On a vu plus haut le mot de M. de Quatrefages qui voit dans le sentiment religieux le signe distinctif de l’homme. A ce même point de vue, on pourrait définir l’homme un animal qui croit au surnaturel.
Un éminent prédicateur disait, il y a quelques années : « Nous nous plaçons en face de l’univers, non pas avec l’humilité qui devrait courber toutes les têtes, si nous réfléchissions à son immensité, à son organisation sublime et à notre petitesse. Nous nous plaçons en face de l’univers arrogamment, superbement, et nous en abordons l’étude avec la prétention de tout expliquer. »
Nous sommons Dieu de rendre ses comptes ; il devrait nous suffire de contempler son œuvre.
Si Dieu était accessible à nos sentiments humains, on pourrait dire qu’il se venge en nous faisant déraisonner.
Comme le fait observer Bossuet, « les absurdités où tombent les détracteurs de la religion deviennent plus incompréhensibles que les vérités dont la hauteur nous étonne, et pour ne vouloir pas croire des mystères incompréhensibles, ils suivent l’une après l’autre d’incompréhensibles erreurs. »
Avez-vous lu, dans Tristesses et Sourires de Gustave Droz, ces paroles de la douairière à son vieux voltairien d’ami Férou ?
« Vous ne voulez plus de culte, de religion, et vous passez votre vie à dire la messe devant des principes plus incompréhensibles cent fois que les dogmes les plus mystérieux ! Vous adorez les vessies, vous sanctifiez les lanternes, vous encensez les girouettes, tout vous est bon pour pontifier. O Férou, comme votre athéisme me rend religieuse ! Comme j’aime Dieu, depuis que vous le niez ! Comme je deviens croyante en face de votre incrédulité savante ! »

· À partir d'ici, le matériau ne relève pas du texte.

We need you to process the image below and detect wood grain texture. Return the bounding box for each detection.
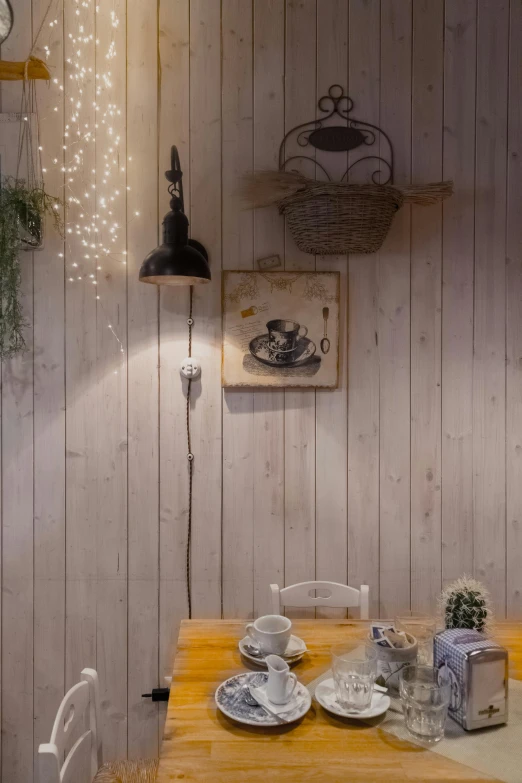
[283,0,317,620]
[473,0,508,610]
[157,619,522,782]
[63,0,97,720]
[378,0,412,616]
[507,0,522,618]
[2,3,522,778]
[189,0,223,617]
[127,0,159,758]
[0,4,34,781]
[222,0,255,619]
[95,0,128,759]
[315,0,348,619]
[410,0,443,613]
[158,0,191,747]
[347,0,381,617]
[252,0,285,619]
[441,0,476,586]
[32,0,66,770]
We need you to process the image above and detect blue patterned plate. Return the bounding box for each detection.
[215,672,311,726]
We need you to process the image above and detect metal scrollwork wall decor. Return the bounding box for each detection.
[279,84,394,186]
[242,84,452,256]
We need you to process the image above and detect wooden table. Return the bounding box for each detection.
[156,620,522,782]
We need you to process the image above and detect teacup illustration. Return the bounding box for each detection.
[267,319,308,363]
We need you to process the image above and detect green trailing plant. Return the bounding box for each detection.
[0,176,63,359]
[440,575,492,634]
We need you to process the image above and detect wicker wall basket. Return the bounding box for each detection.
[279,182,404,255]
[242,171,453,256]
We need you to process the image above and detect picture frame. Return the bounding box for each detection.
[222,270,340,389]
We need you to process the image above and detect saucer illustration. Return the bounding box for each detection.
[249,334,316,368]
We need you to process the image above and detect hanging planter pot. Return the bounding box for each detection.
[242,85,453,255]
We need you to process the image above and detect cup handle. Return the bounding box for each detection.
[298,326,308,340]
[245,623,257,645]
[286,672,297,699]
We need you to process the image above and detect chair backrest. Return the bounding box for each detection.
[38,668,102,783]
[270,581,369,619]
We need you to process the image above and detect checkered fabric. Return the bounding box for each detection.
[434,628,503,727]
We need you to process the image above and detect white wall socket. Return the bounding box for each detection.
[180,357,201,379]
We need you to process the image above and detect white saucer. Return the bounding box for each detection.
[239,634,307,666]
[315,678,390,720]
[215,672,311,726]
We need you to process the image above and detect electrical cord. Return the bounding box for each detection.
[186,287,194,618]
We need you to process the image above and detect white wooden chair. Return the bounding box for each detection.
[270,581,370,619]
[38,668,158,783]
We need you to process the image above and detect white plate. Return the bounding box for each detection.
[315,678,390,720]
[215,672,311,726]
[239,634,307,666]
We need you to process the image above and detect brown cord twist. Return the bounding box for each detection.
[186,288,194,618]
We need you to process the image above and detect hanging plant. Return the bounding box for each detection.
[0,176,63,359]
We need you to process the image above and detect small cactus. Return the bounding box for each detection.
[440,576,492,633]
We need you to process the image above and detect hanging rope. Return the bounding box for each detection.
[185,287,194,618]
[10,0,59,185]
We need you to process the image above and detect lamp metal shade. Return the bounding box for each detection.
[139,192,211,286]
[139,241,211,286]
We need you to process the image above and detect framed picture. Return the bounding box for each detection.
[222,271,340,388]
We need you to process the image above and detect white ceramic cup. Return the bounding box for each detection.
[265,654,297,705]
[245,614,292,655]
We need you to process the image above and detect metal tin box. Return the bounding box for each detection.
[434,629,508,731]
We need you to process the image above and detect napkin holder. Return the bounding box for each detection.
[433,628,508,731]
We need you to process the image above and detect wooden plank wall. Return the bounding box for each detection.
[1,1,521,779]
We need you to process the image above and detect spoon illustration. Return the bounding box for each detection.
[320,307,330,354]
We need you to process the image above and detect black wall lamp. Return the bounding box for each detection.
[139,146,211,286]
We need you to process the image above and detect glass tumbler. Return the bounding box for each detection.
[395,612,437,665]
[331,644,377,712]
[399,665,451,743]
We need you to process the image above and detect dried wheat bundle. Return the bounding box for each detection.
[240,169,453,209]
[240,170,311,208]
[239,170,453,255]
[400,181,454,205]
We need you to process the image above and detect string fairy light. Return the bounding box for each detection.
[37,0,132,361]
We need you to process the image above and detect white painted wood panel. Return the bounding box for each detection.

Je comprends d’autant mieux la douairière que le spectacle de la coterie maçonnique, ou sont venues se concréter toutes les doctes âneries des ennemis du mystère, a certainement beaucoup servi à me rejeter vers les croyances catholiques.
C’est contre sa métaphysique, assez semblable, d’ailleurs, à l’habit d’Arlequin, car elle se compose de tous les rebuts philosophiques du passé, qu’il faut retourner aujourd’hui ce mot du grand ironiste du siècle dernier :
« La métaphysique, c’est lorsque ceux qui écoutent n’y entendent rien, et lorsque celui qui parle ne se comprend pas lui-même. »
Les mystères en religion correspondent à l’instinct religieux qui est dans notre nature. Nous ne voudrions pas d’un Dieu sans mystères. Le monde lui-même sans mystères nous paraîtrait bien fade et bien monotone. C’est pourquoi il n’y a rien de plus universel parmi les hommes que la croyance au surnaturel. Et l’on peut ajouter, avec M. Guizot, qu’il n’y a rien de plus naturel.